# Overdose



## pocono (Dec 28, 2007)

Another wave of depression hit me.  This time I did something I've never done....I took an overdose.  I ended up in the hospital and then in a day program for a week.  I just ended that program today.

I am still reeling from the realization that I tried to kill myself.  I am afraid that I have damaged my relationship with my husband and with my therapist.  I'm afraid that those dark feelings will return.  I'm scared.


----------



## David Baxter PhD (Dec 28, 2007)

I doubt that this has ruined your relationship with your therapist, pocono, and if your relationship with your husband was on solid ground before it's unlikely this will damage it irrevocably.

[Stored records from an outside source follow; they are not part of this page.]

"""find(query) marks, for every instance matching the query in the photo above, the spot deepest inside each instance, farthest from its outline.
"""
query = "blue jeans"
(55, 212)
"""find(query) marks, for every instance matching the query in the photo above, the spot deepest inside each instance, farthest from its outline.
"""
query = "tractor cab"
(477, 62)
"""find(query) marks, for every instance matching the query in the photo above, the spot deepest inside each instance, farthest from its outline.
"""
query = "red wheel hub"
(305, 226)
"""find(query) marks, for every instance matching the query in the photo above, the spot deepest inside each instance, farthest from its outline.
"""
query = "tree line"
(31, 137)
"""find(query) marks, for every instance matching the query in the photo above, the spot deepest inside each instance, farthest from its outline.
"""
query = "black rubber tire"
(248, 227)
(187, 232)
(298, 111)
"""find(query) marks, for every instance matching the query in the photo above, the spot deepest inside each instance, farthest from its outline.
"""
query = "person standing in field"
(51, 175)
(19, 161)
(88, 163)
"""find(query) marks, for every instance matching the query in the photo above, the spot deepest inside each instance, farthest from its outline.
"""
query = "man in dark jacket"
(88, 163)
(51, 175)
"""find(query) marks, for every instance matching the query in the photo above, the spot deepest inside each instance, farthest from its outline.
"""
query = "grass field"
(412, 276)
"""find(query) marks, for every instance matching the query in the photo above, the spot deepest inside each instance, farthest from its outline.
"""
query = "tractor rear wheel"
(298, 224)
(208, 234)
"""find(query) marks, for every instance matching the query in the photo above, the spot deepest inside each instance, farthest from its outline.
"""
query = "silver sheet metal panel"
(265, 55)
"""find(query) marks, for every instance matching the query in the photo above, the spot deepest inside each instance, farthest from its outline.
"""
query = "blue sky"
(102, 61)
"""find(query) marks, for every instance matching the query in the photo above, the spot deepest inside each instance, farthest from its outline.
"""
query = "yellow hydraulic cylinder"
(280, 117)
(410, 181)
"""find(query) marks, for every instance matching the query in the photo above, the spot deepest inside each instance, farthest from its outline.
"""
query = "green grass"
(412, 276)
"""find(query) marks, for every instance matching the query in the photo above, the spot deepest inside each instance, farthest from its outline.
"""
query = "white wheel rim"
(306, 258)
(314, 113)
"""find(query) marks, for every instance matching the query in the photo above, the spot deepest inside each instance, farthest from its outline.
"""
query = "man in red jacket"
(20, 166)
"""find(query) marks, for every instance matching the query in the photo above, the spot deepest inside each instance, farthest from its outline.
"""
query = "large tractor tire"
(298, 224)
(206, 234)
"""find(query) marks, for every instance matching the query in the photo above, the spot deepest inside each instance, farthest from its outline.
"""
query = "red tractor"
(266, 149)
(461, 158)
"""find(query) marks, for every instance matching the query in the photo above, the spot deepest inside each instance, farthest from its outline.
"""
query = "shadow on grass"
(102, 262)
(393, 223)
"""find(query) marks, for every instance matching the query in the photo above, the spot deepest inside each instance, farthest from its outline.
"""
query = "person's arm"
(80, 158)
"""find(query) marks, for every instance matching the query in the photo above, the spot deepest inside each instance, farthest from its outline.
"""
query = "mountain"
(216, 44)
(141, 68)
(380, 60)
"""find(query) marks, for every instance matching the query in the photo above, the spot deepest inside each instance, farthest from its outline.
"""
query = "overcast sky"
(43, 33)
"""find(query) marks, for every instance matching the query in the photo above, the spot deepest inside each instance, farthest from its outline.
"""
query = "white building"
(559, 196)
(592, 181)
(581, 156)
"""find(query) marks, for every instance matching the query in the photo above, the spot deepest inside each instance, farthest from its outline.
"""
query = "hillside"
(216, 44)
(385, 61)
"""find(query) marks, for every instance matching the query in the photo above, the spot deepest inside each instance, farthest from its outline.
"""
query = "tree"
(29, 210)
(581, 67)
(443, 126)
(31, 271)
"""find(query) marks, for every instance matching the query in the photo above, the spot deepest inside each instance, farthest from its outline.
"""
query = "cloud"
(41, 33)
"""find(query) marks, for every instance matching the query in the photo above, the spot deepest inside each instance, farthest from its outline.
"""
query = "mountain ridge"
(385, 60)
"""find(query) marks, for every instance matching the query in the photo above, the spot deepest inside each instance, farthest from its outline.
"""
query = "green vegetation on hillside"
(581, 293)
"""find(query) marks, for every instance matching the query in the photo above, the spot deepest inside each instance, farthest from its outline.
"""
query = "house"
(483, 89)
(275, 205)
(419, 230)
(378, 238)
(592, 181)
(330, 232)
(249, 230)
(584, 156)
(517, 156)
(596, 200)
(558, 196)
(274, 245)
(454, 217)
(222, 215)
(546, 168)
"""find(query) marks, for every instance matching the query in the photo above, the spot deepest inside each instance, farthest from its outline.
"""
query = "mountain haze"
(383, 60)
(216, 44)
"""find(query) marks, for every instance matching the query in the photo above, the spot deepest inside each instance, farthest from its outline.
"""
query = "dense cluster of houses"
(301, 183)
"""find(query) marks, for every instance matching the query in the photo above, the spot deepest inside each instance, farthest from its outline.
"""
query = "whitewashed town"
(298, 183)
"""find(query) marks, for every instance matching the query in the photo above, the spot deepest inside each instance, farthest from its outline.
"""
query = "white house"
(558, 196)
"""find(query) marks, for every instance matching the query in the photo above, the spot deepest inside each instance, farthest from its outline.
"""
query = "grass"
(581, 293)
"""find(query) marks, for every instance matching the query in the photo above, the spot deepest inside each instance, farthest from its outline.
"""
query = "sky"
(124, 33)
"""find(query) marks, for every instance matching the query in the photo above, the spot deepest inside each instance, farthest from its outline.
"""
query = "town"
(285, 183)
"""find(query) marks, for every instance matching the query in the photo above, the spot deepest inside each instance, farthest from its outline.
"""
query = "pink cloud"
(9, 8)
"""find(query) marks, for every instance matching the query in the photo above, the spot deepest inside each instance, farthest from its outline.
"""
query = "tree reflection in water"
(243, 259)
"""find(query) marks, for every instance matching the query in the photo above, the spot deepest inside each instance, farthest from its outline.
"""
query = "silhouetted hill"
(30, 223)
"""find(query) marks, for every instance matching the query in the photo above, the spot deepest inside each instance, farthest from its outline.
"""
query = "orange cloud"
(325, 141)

You need both of them now more than ever. I expect they know that. Have faith in them and in yourself, and if the "dark feelings" do return, make sure you tell them about it. An overdose, as I'm sure you know, is not the answer. But there are good answers out there if you allow those who care about you to help you find them.


----------



## Cat Dancer (Dec 28, 2007)

I'm sorry you have gone through so much pain. :hug:

I just want to say that I ended up in the hospital last March after a severe bout of self injury. I was worried that my therapist would be disappointed in me, but he wasn't. He was relieved that I was ok and that I got the immediate and intense help I needed. I'm sure your therapist is just glad you're ok and wants to help you get through this dark time. From what I've read of your relationship with him in the past he sounds like someone who is there for you and will be there for you now. 

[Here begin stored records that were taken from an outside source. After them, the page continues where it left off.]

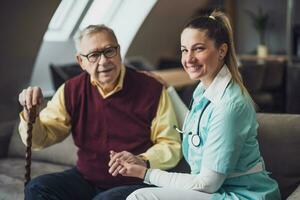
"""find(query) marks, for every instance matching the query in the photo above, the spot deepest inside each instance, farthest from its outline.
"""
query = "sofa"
(278, 135)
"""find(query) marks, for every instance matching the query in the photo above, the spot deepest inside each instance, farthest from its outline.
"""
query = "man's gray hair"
(91, 29)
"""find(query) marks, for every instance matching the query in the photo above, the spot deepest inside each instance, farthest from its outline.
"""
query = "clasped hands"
(126, 164)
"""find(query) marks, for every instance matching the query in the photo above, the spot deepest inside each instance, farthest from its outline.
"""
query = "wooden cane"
(32, 116)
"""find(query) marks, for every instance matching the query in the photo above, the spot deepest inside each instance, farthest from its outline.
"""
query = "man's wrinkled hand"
(29, 97)
(124, 156)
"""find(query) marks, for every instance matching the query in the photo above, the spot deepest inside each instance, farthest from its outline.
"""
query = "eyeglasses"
(107, 53)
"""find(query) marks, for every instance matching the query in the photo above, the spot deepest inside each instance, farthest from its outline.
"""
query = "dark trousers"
(71, 185)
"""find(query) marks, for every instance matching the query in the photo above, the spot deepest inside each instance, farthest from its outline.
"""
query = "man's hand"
(132, 170)
(32, 96)
(124, 156)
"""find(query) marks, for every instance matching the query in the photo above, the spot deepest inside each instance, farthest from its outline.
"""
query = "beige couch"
(279, 138)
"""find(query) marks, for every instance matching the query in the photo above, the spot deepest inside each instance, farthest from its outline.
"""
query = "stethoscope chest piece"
(195, 140)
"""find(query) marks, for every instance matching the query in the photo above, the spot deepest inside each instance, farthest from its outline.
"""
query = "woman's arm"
(207, 181)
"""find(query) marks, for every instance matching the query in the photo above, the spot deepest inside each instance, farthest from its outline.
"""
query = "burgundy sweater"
(119, 122)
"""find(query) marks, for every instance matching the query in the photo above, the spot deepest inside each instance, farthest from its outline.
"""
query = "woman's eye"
(183, 50)
(199, 49)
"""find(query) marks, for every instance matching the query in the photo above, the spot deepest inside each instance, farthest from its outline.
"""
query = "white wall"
(159, 35)
(246, 36)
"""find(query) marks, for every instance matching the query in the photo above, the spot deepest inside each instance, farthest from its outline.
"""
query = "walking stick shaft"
(32, 116)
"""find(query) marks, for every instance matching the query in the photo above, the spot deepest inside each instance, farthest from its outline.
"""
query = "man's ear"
(79, 61)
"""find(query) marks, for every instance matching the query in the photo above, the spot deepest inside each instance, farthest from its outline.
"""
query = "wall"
(23, 24)
(51, 52)
(158, 37)
(160, 33)
(246, 36)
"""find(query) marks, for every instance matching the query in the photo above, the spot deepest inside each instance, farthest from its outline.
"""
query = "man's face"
(104, 69)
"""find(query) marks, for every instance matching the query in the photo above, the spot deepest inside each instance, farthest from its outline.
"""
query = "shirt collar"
(216, 89)
(117, 88)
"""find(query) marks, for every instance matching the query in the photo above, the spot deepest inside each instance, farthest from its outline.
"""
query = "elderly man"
(113, 112)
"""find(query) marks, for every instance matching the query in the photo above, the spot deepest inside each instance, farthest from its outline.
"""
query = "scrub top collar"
(217, 88)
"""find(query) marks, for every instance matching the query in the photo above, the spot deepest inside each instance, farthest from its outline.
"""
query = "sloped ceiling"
(23, 24)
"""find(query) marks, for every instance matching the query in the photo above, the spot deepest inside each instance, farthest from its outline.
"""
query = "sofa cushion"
(279, 138)
(12, 172)
(61, 153)
(295, 195)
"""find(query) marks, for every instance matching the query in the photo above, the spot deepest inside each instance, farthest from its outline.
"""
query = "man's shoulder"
(141, 78)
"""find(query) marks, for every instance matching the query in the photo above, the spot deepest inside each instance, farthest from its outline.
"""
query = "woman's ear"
(223, 51)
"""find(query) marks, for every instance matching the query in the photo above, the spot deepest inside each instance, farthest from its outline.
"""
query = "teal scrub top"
(228, 144)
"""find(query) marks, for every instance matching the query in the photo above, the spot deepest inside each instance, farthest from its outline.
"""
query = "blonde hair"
(92, 29)
(218, 28)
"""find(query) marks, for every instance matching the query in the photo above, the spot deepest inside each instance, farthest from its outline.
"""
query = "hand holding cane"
(32, 116)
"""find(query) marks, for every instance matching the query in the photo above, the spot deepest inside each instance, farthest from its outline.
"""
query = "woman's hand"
(132, 170)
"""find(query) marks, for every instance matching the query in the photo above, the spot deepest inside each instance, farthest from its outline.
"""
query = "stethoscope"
(195, 139)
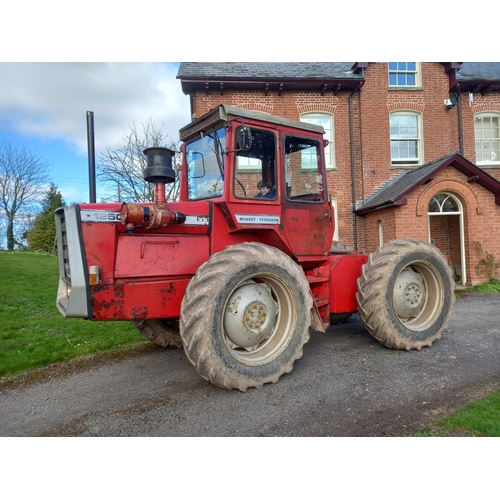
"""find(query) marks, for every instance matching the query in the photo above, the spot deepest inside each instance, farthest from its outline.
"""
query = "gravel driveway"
(346, 384)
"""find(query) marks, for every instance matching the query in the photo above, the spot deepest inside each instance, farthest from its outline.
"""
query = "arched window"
(406, 138)
(449, 240)
(487, 132)
(326, 121)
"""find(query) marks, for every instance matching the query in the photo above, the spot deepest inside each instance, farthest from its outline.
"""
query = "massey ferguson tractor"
(242, 266)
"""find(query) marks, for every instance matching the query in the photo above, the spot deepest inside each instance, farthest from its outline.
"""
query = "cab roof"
(223, 113)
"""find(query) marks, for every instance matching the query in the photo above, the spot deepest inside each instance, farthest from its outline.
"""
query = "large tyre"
(406, 294)
(163, 332)
(245, 316)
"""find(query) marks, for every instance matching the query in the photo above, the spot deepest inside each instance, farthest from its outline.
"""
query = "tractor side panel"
(138, 301)
(345, 270)
(147, 256)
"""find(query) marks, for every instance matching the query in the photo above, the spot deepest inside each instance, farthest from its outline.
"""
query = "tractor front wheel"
(245, 316)
(406, 294)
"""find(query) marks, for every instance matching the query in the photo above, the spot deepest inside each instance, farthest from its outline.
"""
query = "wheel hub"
(409, 294)
(249, 315)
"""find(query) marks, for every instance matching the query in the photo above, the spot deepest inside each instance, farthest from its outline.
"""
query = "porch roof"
(395, 191)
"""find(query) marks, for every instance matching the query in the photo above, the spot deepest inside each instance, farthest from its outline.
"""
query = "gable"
(396, 190)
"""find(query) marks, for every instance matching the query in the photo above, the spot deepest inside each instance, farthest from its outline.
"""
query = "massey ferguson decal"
(258, 219)
(100, 216)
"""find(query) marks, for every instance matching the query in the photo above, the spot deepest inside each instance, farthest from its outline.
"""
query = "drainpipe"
(351, 134)
(460, 130)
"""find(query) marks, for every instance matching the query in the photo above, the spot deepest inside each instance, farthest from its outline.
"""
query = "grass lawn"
(33, 334)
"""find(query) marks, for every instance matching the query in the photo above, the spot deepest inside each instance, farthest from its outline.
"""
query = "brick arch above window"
(408, 106)
(468, 198)
(256, 106)
(316, 108)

Take good care of yourself. Be easy on yourself.


----------



## Retired (Dec 28, 2007)

Pocono,

Are you receiving follow up therapy to deal with your suicidal thoughts?  I doubt if your therapist will be adversely affected by your suicidal attempt, and will likely want to work on those feeling with you.

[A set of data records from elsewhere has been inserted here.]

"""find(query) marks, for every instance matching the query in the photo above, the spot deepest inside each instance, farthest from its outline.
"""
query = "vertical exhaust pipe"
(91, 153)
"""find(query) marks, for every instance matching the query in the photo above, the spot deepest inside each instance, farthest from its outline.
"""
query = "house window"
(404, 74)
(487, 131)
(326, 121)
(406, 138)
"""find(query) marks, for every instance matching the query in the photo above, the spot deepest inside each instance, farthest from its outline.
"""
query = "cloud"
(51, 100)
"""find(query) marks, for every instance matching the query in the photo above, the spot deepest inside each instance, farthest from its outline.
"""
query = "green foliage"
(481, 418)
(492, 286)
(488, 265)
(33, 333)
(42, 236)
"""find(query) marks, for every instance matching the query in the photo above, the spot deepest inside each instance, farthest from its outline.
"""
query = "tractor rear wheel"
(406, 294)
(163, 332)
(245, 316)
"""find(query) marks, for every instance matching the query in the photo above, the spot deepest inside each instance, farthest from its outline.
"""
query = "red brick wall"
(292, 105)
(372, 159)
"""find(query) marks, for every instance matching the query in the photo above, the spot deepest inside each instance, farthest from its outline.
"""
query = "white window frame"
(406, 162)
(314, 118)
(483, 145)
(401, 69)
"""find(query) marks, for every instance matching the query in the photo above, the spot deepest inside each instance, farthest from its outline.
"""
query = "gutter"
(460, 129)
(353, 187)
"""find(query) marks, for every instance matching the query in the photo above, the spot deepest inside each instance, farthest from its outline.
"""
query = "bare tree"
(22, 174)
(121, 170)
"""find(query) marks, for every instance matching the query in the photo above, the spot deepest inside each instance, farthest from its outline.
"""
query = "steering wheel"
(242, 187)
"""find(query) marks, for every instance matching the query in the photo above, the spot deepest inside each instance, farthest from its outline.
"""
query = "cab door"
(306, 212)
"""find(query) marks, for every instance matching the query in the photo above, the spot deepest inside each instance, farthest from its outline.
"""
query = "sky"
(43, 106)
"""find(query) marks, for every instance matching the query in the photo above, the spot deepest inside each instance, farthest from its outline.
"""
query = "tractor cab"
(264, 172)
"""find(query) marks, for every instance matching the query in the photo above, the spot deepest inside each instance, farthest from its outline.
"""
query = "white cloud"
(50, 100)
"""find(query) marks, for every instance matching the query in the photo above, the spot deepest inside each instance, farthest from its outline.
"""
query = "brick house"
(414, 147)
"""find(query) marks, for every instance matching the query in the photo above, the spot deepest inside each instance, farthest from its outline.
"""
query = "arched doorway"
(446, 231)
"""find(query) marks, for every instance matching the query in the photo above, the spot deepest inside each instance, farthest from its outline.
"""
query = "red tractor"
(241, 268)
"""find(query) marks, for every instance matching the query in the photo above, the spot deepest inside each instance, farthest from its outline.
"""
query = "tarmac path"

Your husband and your family are your greatest reasons for living, so you need to keep yourself safe until your next appointment with your therapist.

In how long is your next appointment, and can you keep yourself safe until that time?

Do you have the number of a local crisis center to call if the suicidal feelings return?

*Remember you can always call 911*


----------



## Into The Light (Dec 28, 2007)

i am so sorry to hear things got that bad for you. i am glad though that you are ok physically.

i don't think you need to worry much about your relationship with your therapist - he's been well trained and more than likely you're not the only client he's had who has taken an overdose.

the whole thing must have been an enormous shock to your husband, as it is to you. he's probably feeling a whole range of feelings. have you both talked a little about what has happened?

i know you are scared and that it is frightening to be where you are right now, having just returned home from hospital. it may take a little time for that fear to go away. maybe it would help if you put an action plan together for what to do should you hit that point of despair again that led you to taking an overdose. you could call the hospital if they've given you a number, or you could call your therapist or a trusted person. actually there's a good post on the subject here: Suicide Prevention - Psychlinks Psychology and Self-Help Forum. having a plan usually helps me to feel a little bit better, i think maybe because it gives one a bit more control over what happens.

i know the fear is real but i also know that in time it will lessen. hang in there.


----------



## prozacian (Dec 29, 2007)

I certainly hope that your relationship with your husband or your therapy isn't effected by what happened.  I have known your pain.  I have been to the point where my own laugh sounded foreign to me.  You are doing the most important thing right now and that is hanging in there.  I was able to get through my depression by realizing that at some point I had to take control of my thoughts because I was tired of being miserably.  I believe that people get comfortable with misery and depression.  If I was happy or joyous for too long then I got nervous.  Choosing to attack my life from every angle all of a sudden excited me.  I needed a complete rehaul physically, emotionally and socially.  It helped me to picture it like a game and a game where I was the underdog.  The thing about underdogs is that they can win and everyone loves it when they do.  Retraining my mind was and is a long process but well worth it.
Best wishes.


----------



## pocono (Dec 29, 2007)

Thanks to everyone who replied.

This has been a shock.  I've had one visit with my therapist since the overdose.   I see him again next Wed.  I'm not feeling suicidal right now, although I am still very depressed and hope those feelings won't return.  I know if they do I need to tell my husband and/or therapist.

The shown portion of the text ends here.